Um Estranho em Minha Casa

Atualizado: 20 de Ago de 2020

A qualquer momento agora, ele irá me encontrar, já ouvi o homem andar pela casa toda, então, podem ser estes, os últimos momentos de minha vida. Talvez seja minha despedida, por isso mesmo, conto o que houve, até chegarmos aqui...


Troco mensagens com Michael, há dois anos. Trabalhamos juntos algumas vezes - online - portanto não nos conhecemos, pessoalmente, antes disso: Ele pede meu endereço - diz que vai me mandar um presente - e até então nossa relação é apenas de amizade. Ouço minha campainha, abro a porta, e por trás de um ramo de flores, está Michael. Mal posso acreditar! Me debruço em seu pescoço e finalmente posso ver aqueles olhos. O cheiro do seu perfume é delicioso - sempre soube que Michael era cheiroso - lhe digo o seguinte -- Não gostaria de soltá-lo, mas preciso fazer isso, já que você tem que entrar -- Sorrindo, ele me responde -- Não precisa me soltar -- E além de dar um jeito de entrar, me carrega e fecha a porta.

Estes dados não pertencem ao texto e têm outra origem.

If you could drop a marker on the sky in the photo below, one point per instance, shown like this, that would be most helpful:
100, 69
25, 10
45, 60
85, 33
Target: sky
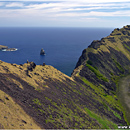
64, 13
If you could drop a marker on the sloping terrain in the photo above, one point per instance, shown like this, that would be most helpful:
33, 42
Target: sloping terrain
39, 96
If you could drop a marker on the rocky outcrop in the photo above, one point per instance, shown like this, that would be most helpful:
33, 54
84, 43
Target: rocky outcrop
86, 100
42, 52
3, 47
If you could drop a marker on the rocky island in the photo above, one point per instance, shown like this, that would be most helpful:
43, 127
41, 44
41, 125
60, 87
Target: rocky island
96, 96
42, 52
5, 48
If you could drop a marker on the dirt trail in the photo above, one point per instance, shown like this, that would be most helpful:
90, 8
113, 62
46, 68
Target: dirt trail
124, 95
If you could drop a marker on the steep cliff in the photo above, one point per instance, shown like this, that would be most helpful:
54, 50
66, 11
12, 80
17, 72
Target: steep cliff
39, 96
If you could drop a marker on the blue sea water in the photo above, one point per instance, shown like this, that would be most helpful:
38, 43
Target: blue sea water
63, 46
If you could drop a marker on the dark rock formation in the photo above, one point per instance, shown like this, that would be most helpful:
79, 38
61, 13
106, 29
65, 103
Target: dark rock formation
3, 47
86, 100
42, 52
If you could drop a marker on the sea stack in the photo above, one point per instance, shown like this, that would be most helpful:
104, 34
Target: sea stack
42, 52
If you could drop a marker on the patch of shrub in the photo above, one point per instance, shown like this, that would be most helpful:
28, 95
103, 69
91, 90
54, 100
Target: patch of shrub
89, 62
97, 73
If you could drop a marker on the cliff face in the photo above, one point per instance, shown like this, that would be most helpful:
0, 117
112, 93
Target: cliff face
42, 97
103, 63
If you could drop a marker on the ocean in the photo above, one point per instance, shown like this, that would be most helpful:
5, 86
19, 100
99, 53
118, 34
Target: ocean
63, 46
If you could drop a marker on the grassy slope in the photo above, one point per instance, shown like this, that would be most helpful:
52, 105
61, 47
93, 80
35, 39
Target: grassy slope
85, 100
102, 65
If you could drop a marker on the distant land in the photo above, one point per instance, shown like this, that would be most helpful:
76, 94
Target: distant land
95, 96
5, 48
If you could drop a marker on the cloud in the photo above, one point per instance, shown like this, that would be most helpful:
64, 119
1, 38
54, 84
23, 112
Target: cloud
14, 4
65, 11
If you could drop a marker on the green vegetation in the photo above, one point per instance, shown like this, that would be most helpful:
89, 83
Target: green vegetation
118, 65
126, 46
36, 101
89, 62
103, 121
97, 73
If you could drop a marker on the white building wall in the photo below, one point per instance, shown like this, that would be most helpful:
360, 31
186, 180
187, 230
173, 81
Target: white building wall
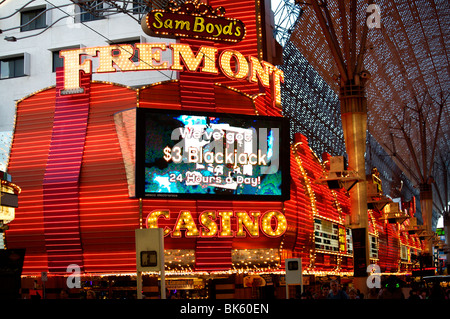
65, 33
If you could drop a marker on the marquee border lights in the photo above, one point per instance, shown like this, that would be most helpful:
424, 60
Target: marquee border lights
193, 19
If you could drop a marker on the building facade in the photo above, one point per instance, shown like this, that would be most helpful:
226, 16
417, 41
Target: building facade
73, 155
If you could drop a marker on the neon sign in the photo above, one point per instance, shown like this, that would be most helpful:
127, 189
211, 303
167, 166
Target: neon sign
213, 223
195, 20
231, 63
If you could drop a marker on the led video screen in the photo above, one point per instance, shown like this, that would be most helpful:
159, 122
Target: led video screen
196, 155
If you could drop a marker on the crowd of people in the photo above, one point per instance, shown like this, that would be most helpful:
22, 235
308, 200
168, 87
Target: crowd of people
391, 289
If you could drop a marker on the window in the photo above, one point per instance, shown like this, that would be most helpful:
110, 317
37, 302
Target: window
12, 67
33, 19
91, 11
57, 61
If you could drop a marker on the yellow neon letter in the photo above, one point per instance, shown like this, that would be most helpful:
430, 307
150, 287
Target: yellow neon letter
192, 62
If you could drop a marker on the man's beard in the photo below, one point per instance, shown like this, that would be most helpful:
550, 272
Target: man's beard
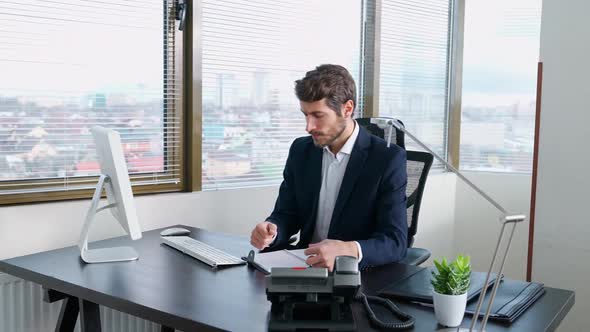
333, 138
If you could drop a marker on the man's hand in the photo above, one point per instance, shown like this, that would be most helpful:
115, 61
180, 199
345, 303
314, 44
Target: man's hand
324, 253
263, 235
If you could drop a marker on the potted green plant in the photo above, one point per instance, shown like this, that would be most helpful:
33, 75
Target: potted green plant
451, 282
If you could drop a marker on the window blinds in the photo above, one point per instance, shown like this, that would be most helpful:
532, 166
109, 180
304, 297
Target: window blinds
253, 51
414, 75
69, 65
501, 51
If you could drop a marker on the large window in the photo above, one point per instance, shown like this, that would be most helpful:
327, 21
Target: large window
68, 65
414, 60
501, 50
253, 51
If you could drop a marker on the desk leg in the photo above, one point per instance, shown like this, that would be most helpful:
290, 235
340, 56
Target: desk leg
89, 316
68, 315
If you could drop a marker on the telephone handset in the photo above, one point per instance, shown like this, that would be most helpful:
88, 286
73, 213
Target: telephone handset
312, 298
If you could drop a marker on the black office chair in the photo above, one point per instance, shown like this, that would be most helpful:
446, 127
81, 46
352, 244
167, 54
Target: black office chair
418, 166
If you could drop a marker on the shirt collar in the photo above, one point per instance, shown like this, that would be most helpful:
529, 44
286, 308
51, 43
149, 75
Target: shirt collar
347, 147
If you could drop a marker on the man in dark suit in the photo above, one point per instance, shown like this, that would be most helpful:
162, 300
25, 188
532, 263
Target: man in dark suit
343, 188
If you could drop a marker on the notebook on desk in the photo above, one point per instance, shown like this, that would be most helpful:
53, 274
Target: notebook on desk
512, 299
281, 258
417, 287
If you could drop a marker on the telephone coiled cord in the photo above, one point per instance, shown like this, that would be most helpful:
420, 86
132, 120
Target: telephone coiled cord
407, 320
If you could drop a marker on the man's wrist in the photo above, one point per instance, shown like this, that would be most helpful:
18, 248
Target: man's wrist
353, 249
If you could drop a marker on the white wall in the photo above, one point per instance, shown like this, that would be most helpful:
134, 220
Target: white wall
477, 225
561, 244
55, 225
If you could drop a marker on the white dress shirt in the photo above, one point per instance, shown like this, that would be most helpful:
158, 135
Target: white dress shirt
333, 168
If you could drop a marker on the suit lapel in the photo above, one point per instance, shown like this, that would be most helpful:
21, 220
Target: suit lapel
353, 171
314, 183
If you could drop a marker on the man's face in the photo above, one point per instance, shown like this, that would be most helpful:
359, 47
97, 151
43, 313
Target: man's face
323, 123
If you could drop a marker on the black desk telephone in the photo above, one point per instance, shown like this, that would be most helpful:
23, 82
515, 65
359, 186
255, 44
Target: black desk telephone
312, 298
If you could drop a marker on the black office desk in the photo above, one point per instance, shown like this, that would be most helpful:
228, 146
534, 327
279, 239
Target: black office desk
178, 291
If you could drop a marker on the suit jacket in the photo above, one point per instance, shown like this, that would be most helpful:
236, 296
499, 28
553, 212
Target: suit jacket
371, 203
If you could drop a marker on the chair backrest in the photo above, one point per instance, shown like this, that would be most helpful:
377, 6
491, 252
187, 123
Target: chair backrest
418, 166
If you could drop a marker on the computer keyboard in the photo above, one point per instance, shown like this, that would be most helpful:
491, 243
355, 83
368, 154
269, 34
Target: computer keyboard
201, 251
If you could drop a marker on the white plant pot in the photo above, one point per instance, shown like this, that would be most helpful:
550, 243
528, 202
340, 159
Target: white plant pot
449, 309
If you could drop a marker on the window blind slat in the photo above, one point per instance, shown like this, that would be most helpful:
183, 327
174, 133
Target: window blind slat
253, 51
414, 68
67, 66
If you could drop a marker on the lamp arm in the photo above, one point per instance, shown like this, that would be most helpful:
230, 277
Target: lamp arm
395, 123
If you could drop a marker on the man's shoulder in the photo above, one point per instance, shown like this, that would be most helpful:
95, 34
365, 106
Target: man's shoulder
379, 146
301, 144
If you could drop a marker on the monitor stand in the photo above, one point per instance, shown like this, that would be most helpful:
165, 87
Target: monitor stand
102, 255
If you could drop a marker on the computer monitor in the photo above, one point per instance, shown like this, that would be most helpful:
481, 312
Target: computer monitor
114, 178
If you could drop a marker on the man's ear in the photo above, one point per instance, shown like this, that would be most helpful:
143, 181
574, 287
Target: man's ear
348, 108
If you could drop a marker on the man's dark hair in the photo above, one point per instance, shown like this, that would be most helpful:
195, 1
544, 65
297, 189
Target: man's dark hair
332, 82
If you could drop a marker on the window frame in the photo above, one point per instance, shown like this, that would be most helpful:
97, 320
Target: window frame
181, 111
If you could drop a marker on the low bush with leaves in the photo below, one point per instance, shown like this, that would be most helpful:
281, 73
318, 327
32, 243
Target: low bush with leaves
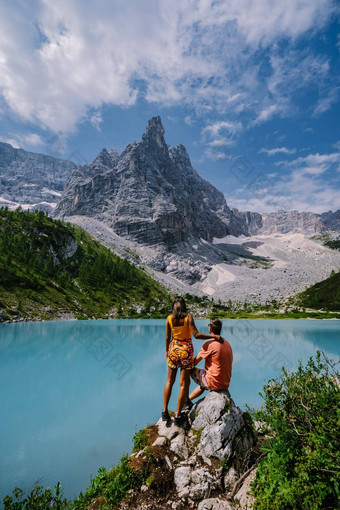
301, 468
38, 499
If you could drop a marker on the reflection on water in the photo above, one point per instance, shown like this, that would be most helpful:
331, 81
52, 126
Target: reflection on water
74, 393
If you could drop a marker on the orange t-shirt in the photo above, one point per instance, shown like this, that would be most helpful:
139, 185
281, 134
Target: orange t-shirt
218, 361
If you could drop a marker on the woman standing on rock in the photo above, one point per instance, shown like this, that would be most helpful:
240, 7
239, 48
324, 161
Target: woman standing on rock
179, 354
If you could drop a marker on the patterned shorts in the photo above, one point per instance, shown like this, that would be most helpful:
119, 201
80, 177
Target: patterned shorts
199, 376
181, 354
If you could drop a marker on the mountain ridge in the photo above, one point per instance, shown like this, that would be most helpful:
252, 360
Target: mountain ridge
149, 205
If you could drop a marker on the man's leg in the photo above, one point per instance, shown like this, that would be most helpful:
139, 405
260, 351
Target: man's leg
197, 392
168, 386
184, 383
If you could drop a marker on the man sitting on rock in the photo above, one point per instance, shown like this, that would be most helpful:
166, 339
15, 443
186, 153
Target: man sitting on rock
218, 357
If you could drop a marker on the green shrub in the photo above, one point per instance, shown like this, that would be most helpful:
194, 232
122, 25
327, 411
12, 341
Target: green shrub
38, 499
113, 485
140, 440
301, 468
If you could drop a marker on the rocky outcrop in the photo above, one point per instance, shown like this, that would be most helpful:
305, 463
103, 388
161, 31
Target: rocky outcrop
29, 179
200, 462
331, 219
281, 222
150, 194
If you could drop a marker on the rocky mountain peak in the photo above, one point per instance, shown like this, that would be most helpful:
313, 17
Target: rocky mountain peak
114, 155
180, 156
153, 138
103, 159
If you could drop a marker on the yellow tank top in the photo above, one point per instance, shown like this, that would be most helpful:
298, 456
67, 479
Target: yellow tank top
180, 332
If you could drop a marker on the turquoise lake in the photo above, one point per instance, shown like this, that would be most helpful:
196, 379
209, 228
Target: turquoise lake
74, 393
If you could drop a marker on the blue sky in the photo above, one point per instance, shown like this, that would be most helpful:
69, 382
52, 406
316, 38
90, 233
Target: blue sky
250, 87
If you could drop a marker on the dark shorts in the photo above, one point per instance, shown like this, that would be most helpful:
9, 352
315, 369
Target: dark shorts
199, 376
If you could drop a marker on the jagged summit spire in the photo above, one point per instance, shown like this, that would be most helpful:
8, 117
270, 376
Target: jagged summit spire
153, 137
155, 125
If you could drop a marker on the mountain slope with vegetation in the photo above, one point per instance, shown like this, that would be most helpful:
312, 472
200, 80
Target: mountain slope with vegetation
49, 268
323, 295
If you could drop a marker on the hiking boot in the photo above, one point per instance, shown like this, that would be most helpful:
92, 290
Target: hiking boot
179, 420
165, 416
188, 405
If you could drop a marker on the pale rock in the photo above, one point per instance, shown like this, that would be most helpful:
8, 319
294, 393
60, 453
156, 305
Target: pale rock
36, 181
161, 441
182, 481
215, 504
167, 429
230, 478
3, 316
179, 447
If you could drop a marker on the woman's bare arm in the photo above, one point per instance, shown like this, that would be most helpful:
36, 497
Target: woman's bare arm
168, 336
196, 333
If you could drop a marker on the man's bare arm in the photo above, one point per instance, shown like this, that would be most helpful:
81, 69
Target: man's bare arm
168, 337
197, 360
197, 334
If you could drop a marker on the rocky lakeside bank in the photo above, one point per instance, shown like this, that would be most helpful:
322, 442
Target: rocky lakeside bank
208, 464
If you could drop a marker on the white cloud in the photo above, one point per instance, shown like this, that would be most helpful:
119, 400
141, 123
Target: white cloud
266, 114
11, 141
24, 140
277, 150
325, 103
293, 188
60, 60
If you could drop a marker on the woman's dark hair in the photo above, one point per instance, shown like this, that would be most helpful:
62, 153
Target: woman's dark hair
216, 326
179, 309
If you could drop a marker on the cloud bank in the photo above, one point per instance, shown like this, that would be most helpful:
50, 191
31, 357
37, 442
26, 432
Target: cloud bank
61, 62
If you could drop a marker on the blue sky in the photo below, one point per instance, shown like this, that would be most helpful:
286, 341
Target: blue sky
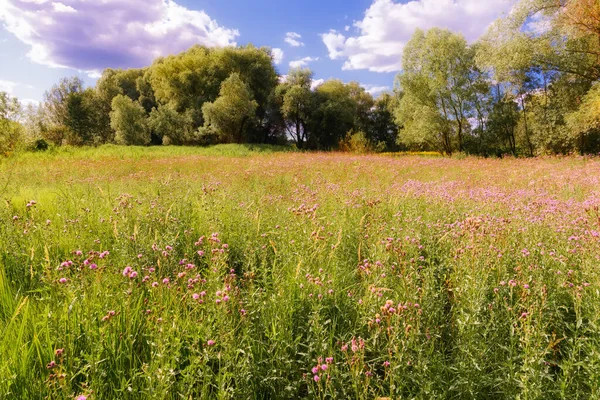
42, 41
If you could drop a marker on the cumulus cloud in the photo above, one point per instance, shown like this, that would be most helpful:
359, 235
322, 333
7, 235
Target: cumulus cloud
375, 90
93, 35
277, 55
388, 26
8, 87
303, 62
293, 39
316, 83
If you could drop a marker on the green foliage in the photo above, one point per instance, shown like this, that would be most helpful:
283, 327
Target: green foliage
357, 142
438, 91
11, 131
167, 125
129, 121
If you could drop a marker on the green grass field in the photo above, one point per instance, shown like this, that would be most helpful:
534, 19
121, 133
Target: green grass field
253, 273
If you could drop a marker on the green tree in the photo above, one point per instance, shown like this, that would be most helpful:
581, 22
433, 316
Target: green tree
296, 100
170, 127
231, 112
128, 119
382, 127
11, 131
584, 123
438, 92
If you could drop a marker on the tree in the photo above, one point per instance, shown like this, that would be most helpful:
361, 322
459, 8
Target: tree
128, 119
188, 80
231, 112
57, 98
382, 127
585, 121
170, 127
296, 101
438, 94
11, 131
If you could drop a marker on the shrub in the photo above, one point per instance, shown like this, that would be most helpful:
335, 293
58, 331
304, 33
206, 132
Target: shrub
357, 142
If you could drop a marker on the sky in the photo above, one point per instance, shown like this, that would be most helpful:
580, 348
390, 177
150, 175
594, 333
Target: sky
42, 41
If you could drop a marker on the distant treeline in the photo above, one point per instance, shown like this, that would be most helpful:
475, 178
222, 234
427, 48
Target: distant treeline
529, 86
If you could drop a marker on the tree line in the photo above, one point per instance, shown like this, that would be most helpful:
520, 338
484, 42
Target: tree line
529, 86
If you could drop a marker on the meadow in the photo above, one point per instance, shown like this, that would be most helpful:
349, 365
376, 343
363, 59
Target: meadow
252, 273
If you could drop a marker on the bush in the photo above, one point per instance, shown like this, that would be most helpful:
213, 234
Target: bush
128, 119
11, 136
357, 142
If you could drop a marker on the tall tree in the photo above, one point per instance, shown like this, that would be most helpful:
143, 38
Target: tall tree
296, 101
438, 93
233, 110
128, 119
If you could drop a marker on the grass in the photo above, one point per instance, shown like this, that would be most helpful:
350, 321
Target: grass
228, 272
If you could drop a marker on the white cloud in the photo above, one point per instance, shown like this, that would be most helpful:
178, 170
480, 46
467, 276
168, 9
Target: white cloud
303, 62
60, 7
374, 90
93, 35
388, 26
8, 87
316, 82
293, 39
277, 55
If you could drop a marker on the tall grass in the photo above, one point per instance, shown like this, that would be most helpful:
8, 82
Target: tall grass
194, 274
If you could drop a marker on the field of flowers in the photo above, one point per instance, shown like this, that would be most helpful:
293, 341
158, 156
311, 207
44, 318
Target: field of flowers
190, 274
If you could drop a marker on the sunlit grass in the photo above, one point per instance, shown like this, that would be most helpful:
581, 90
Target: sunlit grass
228, 272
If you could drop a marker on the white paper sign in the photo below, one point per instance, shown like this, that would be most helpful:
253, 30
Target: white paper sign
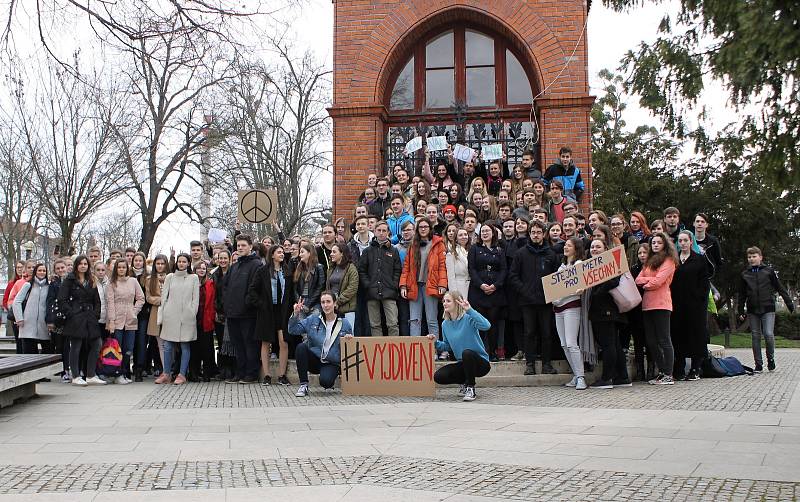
436, 143
463, 153
414, 144
216, 235
492, 152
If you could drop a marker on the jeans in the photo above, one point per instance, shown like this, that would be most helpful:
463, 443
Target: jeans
140, 354
389, 310
93, 353
169, 351
428, 304
248, 347
537, 320
614, 361
126, 339
464, 371
307, 361
568, 324
659, 343
763, 324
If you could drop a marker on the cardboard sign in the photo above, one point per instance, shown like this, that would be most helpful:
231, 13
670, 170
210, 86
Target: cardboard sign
436, 143
388, 366
413, 144
585, 274
463, 153
258, 206
492, 152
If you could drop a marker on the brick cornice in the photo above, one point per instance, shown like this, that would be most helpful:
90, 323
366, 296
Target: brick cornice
370, 110
567, 102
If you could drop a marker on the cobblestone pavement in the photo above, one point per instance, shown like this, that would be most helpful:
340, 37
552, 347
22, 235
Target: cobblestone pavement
768, 392
461, 478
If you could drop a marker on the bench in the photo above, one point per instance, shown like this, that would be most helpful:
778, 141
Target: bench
19, 374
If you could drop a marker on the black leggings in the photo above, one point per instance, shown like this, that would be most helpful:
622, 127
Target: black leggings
93, 352
464, 371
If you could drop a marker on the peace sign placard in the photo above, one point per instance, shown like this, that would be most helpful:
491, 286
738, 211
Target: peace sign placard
258, 206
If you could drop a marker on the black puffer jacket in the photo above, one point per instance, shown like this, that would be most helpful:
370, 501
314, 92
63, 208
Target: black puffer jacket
530, 264
758, 286
379, 271
81, 307
235, 286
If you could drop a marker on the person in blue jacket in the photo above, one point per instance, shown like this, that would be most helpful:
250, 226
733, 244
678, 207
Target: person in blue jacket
461, 337
319, 353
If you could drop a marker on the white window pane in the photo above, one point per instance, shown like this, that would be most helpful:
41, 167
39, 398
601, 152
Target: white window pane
480, 86
517, 84
480, 49
439, 88
402, 97
439, 51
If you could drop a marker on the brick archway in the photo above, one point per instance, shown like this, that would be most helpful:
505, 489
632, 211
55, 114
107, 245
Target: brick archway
373, 40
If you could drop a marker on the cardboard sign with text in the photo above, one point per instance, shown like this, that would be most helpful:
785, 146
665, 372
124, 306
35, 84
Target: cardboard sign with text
388, 366
585, 274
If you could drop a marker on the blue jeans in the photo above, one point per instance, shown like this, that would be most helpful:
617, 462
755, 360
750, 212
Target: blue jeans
428, 304
763, 324
169, 351
126, 339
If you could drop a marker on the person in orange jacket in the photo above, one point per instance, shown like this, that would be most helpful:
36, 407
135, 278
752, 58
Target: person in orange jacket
424, 278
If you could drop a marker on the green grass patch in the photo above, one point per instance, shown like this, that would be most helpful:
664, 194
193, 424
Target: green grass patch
742, 341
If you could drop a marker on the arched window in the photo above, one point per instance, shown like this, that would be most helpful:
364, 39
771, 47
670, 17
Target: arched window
460, 68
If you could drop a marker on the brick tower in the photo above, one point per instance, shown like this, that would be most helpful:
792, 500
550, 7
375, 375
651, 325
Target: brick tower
510, 71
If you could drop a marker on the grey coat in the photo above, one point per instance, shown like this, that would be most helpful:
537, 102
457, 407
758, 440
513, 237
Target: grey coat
177, 313
34, 326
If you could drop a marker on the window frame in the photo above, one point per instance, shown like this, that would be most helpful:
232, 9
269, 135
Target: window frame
501, 44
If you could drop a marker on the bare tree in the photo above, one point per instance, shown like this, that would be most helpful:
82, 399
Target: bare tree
75, 166
169, 78
274, 132
20, 210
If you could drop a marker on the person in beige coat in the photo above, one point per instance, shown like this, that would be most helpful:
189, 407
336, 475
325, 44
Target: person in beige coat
124, 300
177, 316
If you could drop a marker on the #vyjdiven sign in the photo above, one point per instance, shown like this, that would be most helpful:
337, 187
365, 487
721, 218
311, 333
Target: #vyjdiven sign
585, 274
388, 366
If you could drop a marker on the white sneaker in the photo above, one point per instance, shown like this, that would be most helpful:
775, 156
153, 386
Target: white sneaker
95, 380
469, 394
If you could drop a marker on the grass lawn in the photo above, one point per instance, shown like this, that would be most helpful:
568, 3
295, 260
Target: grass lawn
742, 341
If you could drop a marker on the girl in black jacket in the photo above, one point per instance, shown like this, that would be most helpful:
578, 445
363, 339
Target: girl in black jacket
309, 280
605, 317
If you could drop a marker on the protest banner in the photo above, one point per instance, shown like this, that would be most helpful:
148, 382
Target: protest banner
257, 206
463, 153
585, 274
437, 143
413, 144
388, 366
492, 152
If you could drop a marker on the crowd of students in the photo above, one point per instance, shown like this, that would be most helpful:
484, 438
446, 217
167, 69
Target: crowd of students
456, 253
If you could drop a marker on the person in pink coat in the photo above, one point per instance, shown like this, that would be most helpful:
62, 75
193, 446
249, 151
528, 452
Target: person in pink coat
654, 280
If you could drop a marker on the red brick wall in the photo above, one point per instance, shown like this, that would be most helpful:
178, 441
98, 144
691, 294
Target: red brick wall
373, 37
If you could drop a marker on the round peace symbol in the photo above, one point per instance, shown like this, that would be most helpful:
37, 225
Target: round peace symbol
256, 206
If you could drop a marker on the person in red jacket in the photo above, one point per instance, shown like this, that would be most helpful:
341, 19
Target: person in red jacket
202, 353
424, 278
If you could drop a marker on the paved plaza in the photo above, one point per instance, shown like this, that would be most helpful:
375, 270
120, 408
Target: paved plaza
724, 439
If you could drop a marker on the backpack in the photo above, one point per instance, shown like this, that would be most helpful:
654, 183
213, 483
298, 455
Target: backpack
717, 367
110, 361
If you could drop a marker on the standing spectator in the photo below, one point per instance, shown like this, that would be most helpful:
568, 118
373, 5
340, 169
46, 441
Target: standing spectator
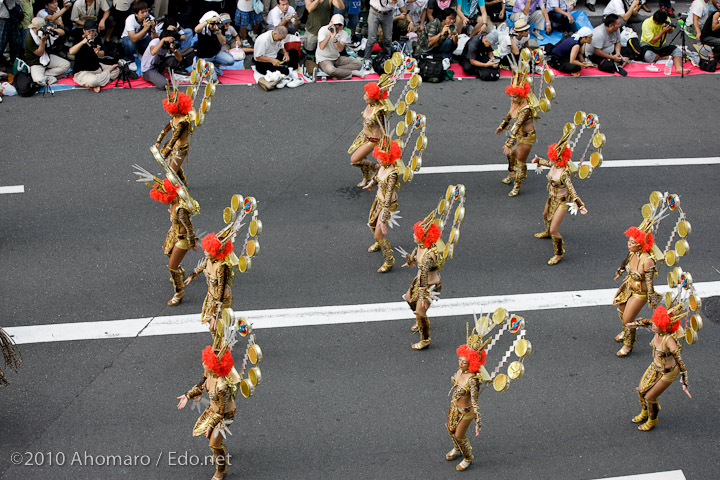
88, 71
532, 11
560, 16
472, 17
319, 13
604, 49
84, 10
247, 19
10, 31
652, 42
710, 34
618, 8
270, 55
478, 59
118, 14
439, 37
44, 67
137, 31
163, 54
568, 55
380, 15
331, 41
211, 38
283, 14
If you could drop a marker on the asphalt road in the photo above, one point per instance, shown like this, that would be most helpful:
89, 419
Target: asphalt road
83, 243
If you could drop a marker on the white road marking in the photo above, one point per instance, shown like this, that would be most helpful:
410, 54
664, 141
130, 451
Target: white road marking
326, 315
672, 475
13, 189
648, 162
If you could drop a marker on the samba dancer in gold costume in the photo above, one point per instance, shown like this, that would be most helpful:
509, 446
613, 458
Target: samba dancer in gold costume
175, 150
220, 381
666, 363
386, 200
219, 275
637, 288
373, 117
465, 404
430, 254
524, 109
11, 355
562, 196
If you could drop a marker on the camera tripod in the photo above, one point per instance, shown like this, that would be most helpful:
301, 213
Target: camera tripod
123, 77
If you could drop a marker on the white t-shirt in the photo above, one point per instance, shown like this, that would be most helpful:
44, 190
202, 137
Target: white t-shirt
245, 5
266, 47
700, 9
614, 6
330, 52
131, 24
275, 16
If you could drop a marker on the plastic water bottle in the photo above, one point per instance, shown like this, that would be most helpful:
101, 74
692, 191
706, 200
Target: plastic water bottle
668, 66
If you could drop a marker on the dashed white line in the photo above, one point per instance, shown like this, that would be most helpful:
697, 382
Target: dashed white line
324, 315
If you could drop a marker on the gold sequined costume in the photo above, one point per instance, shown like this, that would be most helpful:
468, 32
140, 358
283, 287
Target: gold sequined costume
176, 148
456, 413
385, 202
556, 201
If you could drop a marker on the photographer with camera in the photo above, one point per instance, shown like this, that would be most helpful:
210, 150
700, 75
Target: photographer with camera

Percebo estar cheia de tesão - isso não é tão comum - Nossa, mal encosto em Michael, e sinto minha pele ouriçada... Aos poucos, conforme solto de seu abraço, nossas bocas chegam a se tocar, de leve, de lado, mas antes que aconteça, ele me diz -- Annie, será que se fizermos isso, ainda terei sua amizade? -- E então, finalmente o beijo. Pra dizer a verdade, não pudemos parar por aí. No sofá, arrancamos nossas camisetas, e ao encostar nossos peitos, nus, sinto as pernas estremesserem e meu tesão molhar. Ao fim da nossa primeira vez, sei que não quero somente sua amizade.


Antes que eu continue, esse meu relato, quero dizer que os passos parecem mais próximos e não tenho certeza se serei capaz de terminá-lo, por isso é melhor que eu avance.


E assim, ficamos juntos por estes meses todos, e decidimos morar em um lugar mais distante da cidade (literalmente no meio do nada). A princípio não entendo, por que é que Michael acha que estaremos melhor tão longe? Mas tudo com ele é tão incrível, que acabo topando. Somos doidos e incríveis, juntos. Aproveitamos todos os dias como se fosse o último - e hoje pode ser.


Finalmente chega a manhã de hoje. Recebo flores - no cartão está escrito: sempre seu - agradeço ao Michael, que me diz não ter enviado nada e fica muito bravo - ele nunca fez nada tão estúpido - brigamos. Me tranco em nosso quarto, e não faço a menor ideia de onde esteja meu celular. Ouço barulho de porta - parece que Michael sai - e eu durmo.


Novamente, o barulho da porta da frente. Isso me faz acordar. Logo em seguida, um barulho da porta do meu quarto, alguém ou alguma coisa, está forçando a abertura dela -- Michael, é você? -- Pergunto, mas ninguém é capaz de me responder. Apreensiva, penso em sair pela janela, mas aquela porcaria está emperrada. Ouço o barulho da chave, será que ele tem como abrir minha porta? Então, pego a guitarra de Michael, e fico a postos, aguardando que o desconhecido entre. Quando finalmente, a porta é aberta, olho rápido, e o elemento encapuzado, me olha de volta, assustado. Trata-se de Michael, que por pouco não acerto -- Tem alguém na casa, Mike... -- Ele me olha, um pouco perdido e responde -- Eu não vi ninguém, você está bem? -- Antes que eu responda, Michael, urra de dor. Um outro homem, enfia uma das facas da cozinha, em suas costas. Não penso, o acerto em cheio com a guitarra, ele cai e eu agarro Michael, para juntos, irmos a um local seguro. Tento abrir a porta da frente e ela está trancada. Pensando bem, seria melhor nos enfiarmos no porão e trancá-lo - essa casa é no meio do nada!


Agora posso lhes dizer, trancados no porão por mais de 30 minutos, e Mike não me responde mais. Não tenho coragem de tirar seu pulso, estou sentada sem pôr os olhos, em outro lugar, que não seja a porta. Como disse, anteriormente, talvez sejam estes meus últimos momentos.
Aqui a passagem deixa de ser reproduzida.